The aim of the study was to search for an association between CD36 gene polymorphism and carbohydrate metabolism
disturbances or variability of plasma soluble CD36 concentrations in obese children.
Material/Methods: The study included 60 children aged 10 to 15 years: 30 with (study group) and 30 without (control group) obesity. Each patient’s glycated hemoglobin, weight, height, waist and hip circumference, and systolic and diastolic blood pressure were measured, BMI, WHR and MAP were calculated, and oral glucose tolerance test was performed with glucose and insulin concentration selleck kinase inhibitor measurements. Amplicons of exons 4-6 of CD36 were studied using DHPLC technique. The PCR products with alterations were bidirectionally sequenced. Plasma concentrations of Trichostatin A molecular weight human antigen CD36 was measured using a commercially available enzyme-linked immunosorbent assay (ELISA).
Results: We found two intronic alterations: IVS3-6 T/C (rs3173798) and IVS4-10 G/A (rs3211892), one non-synonymous substitution: G367A (Glu123Lys, rs183461468) in exon 5 and two
synonymous transitions in exon 6: G573A (Pro191Pro, rs5956) and A591T (Thr197Thr, rs141680676). There were no significant differences in any biochemical or morphometric parameters between genotype groups.
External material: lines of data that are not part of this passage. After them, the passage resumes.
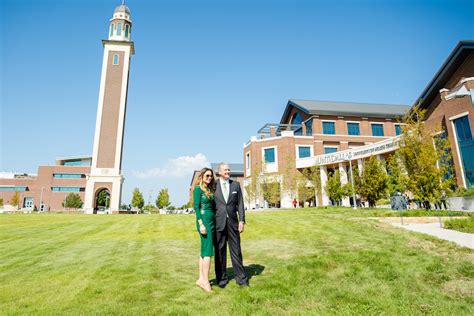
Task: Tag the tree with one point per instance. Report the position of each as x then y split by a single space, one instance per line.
271 191
72 200
163 199
252 188
313 175
15 200
397 177
137 199
426 157
373 181
334 188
Discussion: The polymorphisms of the studied fragment of CD36 are not associated with carbohydrate metabolism disturbances or the variability of plasma soluble CD36 concentrations in obese children, but further research is necessary to assess their functional implications.”
“Objectives: Various indications for internal iliac artery (IIA) revascularisation have been reported. Revascularisations for gluteal ischaemia and buttock claudication remain controversial and uncommon. The objective of the study was to assess the patency of direct conventional revascularisations (CRs) of the IIA in patients with aortoiliac occlusive disease because few studies have focussed on this specific topic.
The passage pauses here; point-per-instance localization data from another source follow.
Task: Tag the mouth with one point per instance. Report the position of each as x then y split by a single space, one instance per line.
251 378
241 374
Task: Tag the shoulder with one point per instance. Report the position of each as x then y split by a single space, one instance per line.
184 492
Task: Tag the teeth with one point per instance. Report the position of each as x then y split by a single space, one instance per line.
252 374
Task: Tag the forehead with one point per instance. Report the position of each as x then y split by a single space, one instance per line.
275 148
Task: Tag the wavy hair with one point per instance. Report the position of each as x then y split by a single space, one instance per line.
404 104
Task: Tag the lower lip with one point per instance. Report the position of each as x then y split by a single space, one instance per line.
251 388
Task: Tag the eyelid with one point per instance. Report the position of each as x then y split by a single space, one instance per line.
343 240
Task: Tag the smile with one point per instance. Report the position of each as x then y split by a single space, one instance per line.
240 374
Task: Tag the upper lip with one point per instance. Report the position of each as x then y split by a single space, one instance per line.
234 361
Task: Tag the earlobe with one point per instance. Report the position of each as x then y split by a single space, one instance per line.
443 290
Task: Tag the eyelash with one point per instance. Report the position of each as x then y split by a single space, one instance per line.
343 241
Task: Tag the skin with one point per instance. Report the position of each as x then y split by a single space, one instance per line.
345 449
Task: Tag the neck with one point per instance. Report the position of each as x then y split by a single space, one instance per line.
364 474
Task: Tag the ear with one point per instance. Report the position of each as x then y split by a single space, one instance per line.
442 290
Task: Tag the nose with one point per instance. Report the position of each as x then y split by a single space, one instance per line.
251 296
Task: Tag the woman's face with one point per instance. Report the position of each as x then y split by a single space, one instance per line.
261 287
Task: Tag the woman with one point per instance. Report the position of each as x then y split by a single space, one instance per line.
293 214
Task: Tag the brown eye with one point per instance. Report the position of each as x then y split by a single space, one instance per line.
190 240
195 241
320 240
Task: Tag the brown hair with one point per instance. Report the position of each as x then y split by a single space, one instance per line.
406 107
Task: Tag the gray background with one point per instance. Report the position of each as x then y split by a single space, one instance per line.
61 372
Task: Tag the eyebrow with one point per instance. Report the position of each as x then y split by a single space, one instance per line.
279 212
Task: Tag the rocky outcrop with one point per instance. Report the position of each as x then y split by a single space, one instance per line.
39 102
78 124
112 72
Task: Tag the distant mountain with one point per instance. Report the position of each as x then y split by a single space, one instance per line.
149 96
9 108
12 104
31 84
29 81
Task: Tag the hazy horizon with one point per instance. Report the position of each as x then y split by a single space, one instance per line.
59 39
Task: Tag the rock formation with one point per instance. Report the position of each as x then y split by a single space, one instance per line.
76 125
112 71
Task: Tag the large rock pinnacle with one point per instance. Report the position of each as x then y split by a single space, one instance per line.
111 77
Materials and methods: The charts of all patients
who underwent CR of the IIA, between August 2000 and January 2009, were retrospectively reviewed. We recorded for each patient preoperative vascular work-up. All patients BI 2536 mouse were tested for patency on January 2009. A computed tomography (CT) scan was requested if the duplex scan casts any doubt with regard to patency. If non-patent, the last date for confirmed patency was kept for the analysis. Functional outcomes at the proximal level were also collected.
Results: We studied 40 patients with occlusive disease. Buttock claudication was observed in 27 patients (66%), including eight (20%) in whom these symptoms were isolated. The 13 other patients had distal claudication or rest pain and documented proximal ischaemia, justifying the IIA revascularisations.